You need to know your cutting tools if you want to have an excellent product. To do this, you’ll want to understand lathe tooling, i.e. what it does and how it works. This will help you maximize the use of your tools when considering wear and tear. Let’s look at five types of lathe tooling: external turning tools, boring bars, parting tools, threading tools and drills. These aren’t the only tools used, but they are some of the most basic ones you’ll encounter.
External Turning Tools
Lucky for us that in tooling we don’t worry about fancy names. External turning tools are used for roughing and finishing work to the outside of your tools (hence “external”). They help to cut away and perfect the exterior of your piece. There are various kinds of external turning tools that do specific work, such as roughing turning tools and finishing turning tools, which are the lathe tools that are used most often.

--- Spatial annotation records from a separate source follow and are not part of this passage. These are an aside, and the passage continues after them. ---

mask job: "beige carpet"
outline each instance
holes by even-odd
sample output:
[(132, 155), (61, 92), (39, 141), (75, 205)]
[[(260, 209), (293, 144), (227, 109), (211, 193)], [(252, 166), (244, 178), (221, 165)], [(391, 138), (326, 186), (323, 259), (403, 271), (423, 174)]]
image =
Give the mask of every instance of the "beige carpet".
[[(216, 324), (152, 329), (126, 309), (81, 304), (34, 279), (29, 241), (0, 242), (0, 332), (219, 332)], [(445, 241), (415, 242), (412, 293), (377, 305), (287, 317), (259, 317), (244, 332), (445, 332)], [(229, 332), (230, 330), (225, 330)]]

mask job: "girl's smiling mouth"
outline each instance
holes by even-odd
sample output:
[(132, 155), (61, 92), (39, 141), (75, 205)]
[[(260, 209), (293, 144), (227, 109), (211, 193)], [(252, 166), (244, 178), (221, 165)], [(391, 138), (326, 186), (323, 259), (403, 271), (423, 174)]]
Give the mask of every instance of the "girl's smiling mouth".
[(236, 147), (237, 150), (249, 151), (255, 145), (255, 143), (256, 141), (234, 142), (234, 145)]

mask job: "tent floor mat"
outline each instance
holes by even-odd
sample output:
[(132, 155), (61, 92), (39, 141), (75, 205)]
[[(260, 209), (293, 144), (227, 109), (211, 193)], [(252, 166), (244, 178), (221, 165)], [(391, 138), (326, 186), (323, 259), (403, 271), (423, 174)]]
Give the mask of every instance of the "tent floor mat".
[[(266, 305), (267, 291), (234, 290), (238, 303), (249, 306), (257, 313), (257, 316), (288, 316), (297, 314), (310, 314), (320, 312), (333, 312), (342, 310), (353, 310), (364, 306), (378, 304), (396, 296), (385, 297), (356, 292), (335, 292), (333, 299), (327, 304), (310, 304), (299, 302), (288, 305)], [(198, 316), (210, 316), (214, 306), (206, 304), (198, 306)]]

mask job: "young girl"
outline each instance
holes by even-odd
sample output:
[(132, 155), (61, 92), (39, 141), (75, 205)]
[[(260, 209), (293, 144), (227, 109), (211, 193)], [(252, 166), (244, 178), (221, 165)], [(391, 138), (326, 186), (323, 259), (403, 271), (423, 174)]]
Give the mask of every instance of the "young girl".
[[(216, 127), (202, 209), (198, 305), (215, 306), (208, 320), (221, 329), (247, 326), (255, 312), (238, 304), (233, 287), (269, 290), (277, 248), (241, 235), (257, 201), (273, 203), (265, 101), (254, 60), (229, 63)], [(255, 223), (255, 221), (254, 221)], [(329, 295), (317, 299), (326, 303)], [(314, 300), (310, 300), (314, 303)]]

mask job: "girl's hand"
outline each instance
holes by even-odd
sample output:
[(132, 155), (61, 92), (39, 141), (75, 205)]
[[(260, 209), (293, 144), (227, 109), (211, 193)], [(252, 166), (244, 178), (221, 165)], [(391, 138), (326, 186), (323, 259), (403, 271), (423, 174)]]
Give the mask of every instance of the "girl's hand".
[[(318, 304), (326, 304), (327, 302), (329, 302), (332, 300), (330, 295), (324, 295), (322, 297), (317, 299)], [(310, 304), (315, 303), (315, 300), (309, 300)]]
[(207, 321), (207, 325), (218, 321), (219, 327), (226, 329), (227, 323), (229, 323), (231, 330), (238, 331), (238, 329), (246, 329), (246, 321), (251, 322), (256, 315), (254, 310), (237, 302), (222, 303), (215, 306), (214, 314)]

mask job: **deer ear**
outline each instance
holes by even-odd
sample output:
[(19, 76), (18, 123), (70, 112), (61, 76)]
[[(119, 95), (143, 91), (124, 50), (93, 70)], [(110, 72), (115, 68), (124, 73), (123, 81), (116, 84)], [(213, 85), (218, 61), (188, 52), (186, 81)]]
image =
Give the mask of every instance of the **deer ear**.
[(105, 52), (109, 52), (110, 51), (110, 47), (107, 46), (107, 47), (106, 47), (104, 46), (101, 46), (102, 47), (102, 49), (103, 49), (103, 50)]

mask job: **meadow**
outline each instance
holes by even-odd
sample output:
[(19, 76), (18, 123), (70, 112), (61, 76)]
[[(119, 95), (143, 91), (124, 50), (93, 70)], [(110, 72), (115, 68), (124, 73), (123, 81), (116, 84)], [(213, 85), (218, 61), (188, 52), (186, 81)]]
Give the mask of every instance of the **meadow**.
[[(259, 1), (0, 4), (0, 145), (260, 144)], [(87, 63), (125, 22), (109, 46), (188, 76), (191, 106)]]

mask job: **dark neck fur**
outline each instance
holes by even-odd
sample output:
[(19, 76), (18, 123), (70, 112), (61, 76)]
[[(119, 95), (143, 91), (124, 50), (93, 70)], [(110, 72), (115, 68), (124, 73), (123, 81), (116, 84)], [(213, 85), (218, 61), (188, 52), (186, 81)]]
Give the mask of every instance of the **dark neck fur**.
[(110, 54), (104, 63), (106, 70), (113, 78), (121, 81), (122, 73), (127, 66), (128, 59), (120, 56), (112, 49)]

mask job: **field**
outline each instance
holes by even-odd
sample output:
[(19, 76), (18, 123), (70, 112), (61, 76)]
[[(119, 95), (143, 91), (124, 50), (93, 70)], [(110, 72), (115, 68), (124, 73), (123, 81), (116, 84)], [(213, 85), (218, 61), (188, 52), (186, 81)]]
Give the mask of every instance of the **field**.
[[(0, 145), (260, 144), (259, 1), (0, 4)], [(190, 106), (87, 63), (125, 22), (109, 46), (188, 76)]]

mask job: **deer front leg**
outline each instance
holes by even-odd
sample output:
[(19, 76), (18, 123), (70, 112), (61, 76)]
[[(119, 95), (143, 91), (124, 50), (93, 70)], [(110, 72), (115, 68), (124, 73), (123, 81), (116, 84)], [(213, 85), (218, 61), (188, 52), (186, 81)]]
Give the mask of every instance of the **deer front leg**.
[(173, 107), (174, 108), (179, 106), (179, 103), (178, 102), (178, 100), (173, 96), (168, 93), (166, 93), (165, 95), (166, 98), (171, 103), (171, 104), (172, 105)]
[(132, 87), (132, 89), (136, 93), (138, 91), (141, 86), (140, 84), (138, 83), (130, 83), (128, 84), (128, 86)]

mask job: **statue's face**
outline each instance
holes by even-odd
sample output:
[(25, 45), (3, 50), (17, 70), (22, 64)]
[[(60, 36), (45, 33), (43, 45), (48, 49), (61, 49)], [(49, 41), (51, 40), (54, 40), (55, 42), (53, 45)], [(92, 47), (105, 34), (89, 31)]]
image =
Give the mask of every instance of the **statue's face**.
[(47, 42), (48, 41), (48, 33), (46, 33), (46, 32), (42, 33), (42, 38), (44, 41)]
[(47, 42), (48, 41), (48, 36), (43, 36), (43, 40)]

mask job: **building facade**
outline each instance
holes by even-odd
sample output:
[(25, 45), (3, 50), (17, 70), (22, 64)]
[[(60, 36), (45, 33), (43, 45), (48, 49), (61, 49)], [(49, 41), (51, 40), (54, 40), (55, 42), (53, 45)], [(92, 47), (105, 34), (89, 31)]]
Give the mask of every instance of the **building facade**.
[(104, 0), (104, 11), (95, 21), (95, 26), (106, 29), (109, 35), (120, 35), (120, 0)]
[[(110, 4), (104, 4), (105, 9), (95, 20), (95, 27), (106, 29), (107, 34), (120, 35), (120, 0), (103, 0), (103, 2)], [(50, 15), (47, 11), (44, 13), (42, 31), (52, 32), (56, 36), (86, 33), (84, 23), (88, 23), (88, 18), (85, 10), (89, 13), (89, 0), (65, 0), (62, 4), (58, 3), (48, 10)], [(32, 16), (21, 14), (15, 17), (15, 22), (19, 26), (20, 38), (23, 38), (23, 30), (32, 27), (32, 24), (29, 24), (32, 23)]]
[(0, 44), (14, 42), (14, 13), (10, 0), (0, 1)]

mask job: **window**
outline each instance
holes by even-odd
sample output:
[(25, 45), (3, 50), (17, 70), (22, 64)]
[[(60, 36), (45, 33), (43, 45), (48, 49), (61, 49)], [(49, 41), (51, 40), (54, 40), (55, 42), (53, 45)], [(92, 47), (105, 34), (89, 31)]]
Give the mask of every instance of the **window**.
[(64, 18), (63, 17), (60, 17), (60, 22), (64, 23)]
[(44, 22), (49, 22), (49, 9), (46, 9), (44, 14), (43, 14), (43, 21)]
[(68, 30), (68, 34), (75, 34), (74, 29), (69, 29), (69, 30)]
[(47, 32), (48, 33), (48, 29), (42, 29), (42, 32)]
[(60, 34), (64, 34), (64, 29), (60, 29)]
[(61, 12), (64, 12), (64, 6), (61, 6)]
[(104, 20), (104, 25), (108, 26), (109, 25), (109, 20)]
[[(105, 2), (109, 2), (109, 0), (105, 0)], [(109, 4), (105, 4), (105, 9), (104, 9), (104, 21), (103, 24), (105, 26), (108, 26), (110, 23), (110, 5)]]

Zzzz…Boring bars don’t get their name from what they’re like, but rather from what they do. Each has a circular design, making for a unique-looking tool. Available in different sizes, they are used to either make an existing hole bigger or to finalize it by smoothing out the finish. When used for woodworking, metal boring bars can be plunged and dragged to create slots and asymmetrical holes. But here’s the catch: boring bars can’t be used if you haven’t already used a drill.
Parting tools are the only item on this list with a name that doesn’t encompass what it does. Parting tools do more than just part, they also groove and cut off work pieces, all while offering the smooth and consistent finish that you desire. Parting tools are used for detailed exterior work, and must be used carefully for success.
Threading tools are used to—you guessed—add threads. They create a spiral ridge and can be added both to the internal and external parts of your workpiece. If you intend to thread a screw into your workpiece, use an internal threading tool after you have drilled the initial hole. If instead you prefer a screw that has threads, use an external threading tool.
Drills make initial holes in lathe work. It is not entirely like your typical power drill, but if you’re not familiar with lathe tooling, it is your best comparison. The difference? Power drills have the drill piece spinning and boring a hole into the workpiece. Tool and workpiece trade places here, however, with the lathe drill sitting stationary and the workpiece spinning around it. If you need to drill a hole on a piece you will be working on, the lathe is your best bet.